There is a photograph that sits on the cover of my cousin’s pamphlet, The Men from North Clare and the Great War 1914-1918, by Guss O’Halloran. It is of Pte Patrick O’Halloran, 1st Battalion Connacht Rangers, saying goodbye to his sister Bridget and mother Mary at Ennistymon Railway Station early in 1914. He died at the 2nd battle of Ypres the following year. It is an intensely moving picture. Bridget is avoiding Patrick’s gaze as they hold hands; he is leaning out of the train window, she is on the platform. Patrick looks a lot like my cousin Guss. Mary’s face is obscured by Bridget, though her sorrow must have been as great. Guss has written ‘The Last Goodbye’ across the photograph. It can be viewed, along with the pamphlet, as a PDF on the Clare Library website: The Men from North Clare and the Great War 1914-1918

I didn’t know these people, nor know of them till recent years. Nor did I know of the part that Irish soldiers played in the conflict until I read Sebastian Barry’s A Long Long Way. And being raised in an Irish family in England, I was steeped in  nostalgia that was not from my own past, my own experiences. When Irish friends and family came round, there would be singing and the playing of records of sentimental songs about Ireland; the homesickness in the room would be palpable. An immense sadness, a longing for their homeland. It is not surprising that the origin of the word nostalgia is expressed in terms of pain. From the Concise OED:

Nostalgia – n. a sentimental longing or wistful affection for a period in the past … acute homesickness, from the Greek nostos “return home” and algos “pain”.

We are suckers for nostalgia, from the ubiquitous Keep Calm and Carry On posters to Downton Abbey and Call the Midwife. I must confess to watching the latter – largely undemanding, at times moving, and depicting the time when I was born and was an infant. It does feel like my past – the clothes the children wear being those I see in old photos of me and my family.

Leslie Ronald Harding, photo with kind permission of Jacquie Kirby

Leslie Ronald Harding, photo with kind permission of Jacquie Kirby

I am currently working on a poem based on a photo of a boy to whom I have no connection.
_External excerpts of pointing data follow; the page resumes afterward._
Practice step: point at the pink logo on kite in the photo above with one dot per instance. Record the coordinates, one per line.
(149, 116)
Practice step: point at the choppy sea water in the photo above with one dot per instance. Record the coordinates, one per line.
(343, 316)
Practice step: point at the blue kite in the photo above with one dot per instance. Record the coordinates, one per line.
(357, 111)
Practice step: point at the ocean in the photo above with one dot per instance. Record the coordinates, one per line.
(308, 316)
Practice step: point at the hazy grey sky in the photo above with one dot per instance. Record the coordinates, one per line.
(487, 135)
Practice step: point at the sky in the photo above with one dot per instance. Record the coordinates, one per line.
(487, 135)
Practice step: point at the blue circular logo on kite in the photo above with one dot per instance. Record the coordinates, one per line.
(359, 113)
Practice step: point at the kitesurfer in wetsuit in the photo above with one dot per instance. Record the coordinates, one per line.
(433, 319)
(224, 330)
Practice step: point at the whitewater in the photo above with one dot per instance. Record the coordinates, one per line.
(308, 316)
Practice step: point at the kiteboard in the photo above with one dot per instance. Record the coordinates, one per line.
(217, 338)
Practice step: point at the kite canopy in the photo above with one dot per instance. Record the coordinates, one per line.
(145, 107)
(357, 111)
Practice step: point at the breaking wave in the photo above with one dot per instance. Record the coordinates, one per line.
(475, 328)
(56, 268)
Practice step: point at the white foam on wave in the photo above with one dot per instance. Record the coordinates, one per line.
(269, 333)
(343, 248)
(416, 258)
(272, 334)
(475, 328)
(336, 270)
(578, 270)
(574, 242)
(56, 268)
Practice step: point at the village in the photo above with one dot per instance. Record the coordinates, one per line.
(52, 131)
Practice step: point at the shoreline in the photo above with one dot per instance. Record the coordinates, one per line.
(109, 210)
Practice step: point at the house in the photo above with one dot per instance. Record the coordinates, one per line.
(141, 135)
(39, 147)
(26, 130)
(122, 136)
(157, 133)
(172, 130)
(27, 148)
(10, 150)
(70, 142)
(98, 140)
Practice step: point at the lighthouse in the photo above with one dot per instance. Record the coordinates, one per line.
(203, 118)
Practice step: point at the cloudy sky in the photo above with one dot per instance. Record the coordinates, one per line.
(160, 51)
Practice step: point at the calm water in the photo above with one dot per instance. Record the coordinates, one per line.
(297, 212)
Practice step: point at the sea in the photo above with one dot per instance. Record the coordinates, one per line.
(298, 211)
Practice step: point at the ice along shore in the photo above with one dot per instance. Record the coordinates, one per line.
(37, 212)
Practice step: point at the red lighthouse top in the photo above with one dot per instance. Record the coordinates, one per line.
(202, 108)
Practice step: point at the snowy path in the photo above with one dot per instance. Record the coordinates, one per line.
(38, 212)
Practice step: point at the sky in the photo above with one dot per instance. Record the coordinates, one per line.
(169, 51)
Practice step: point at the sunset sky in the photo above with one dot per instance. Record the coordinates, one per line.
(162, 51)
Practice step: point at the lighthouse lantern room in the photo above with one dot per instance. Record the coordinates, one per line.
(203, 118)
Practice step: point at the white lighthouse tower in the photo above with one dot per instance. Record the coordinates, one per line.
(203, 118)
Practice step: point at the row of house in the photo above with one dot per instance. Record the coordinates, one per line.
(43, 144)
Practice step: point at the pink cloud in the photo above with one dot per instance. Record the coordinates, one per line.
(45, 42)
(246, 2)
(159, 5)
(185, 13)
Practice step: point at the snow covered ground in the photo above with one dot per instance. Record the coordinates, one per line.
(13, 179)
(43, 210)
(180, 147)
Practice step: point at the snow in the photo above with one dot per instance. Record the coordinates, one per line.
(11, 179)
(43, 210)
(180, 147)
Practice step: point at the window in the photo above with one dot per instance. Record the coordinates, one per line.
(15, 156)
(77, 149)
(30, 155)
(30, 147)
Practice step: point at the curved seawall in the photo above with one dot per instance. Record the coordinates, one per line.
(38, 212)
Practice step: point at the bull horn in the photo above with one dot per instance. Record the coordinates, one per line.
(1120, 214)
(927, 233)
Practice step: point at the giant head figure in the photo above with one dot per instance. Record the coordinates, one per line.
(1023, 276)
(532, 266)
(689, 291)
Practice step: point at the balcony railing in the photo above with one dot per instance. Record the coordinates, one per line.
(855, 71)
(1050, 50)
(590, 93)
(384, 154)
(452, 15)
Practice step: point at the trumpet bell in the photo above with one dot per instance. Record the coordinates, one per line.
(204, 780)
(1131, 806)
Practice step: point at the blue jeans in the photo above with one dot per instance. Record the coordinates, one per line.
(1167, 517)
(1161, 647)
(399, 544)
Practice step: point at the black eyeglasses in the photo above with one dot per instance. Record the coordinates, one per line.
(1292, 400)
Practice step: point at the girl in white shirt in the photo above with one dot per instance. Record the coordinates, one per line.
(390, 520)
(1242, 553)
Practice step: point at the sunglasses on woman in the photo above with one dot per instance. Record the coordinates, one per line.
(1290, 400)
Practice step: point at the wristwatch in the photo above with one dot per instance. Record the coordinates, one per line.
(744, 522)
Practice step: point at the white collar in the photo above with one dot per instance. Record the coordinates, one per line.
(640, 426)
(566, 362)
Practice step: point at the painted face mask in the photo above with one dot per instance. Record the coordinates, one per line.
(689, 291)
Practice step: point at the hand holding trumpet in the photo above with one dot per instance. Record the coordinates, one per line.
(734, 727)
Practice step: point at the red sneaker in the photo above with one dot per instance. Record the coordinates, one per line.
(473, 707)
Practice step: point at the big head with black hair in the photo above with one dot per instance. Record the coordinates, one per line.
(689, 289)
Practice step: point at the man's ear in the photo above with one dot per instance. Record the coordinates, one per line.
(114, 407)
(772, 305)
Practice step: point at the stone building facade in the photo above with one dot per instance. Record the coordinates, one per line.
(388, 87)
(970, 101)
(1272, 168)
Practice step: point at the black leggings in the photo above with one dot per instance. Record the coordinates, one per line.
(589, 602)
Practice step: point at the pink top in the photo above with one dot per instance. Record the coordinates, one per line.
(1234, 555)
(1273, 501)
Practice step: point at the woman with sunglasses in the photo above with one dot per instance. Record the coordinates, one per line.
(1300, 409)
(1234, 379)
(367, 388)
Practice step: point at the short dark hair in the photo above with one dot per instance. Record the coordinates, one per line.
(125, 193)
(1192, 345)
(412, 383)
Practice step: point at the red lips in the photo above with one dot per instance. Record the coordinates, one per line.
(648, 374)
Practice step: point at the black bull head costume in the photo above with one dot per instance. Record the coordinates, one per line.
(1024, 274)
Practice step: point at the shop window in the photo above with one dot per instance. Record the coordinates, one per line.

A friend pointed it out to me on Facebook, knowing that I have been writing about the decline of the orchards in Kent. I have had some contact with the person that posted it – it’s of her uncle as a child, leaning on a cherry ladder in the now-felled orchard down the road from where I live. It was taken sometime between 1914 and 1920, she thinks, and I became a little obsessed with finding out about him. His history is not mine, nor the history of the orchards. I only moved to this part of Kent in 2008. It is not as if I grew up with the sight of sheep grazing beneath fruit trees, nor did my family occupy cherry orchards for a few weeks each summer to pick the fruit. Yet I am sad that these things are disappearing.

I wonder what it would be like to live in the present, to be concerned only with what is going on now, not to pine for a past that is not mine, not ours.

I do think that being an outsider helps us to see things more clearly, to record them. Being neither fully Irish nor English has given me an outsider’s view, standing aside and watching, not fully engaged with a nostalgia that is not mine to own.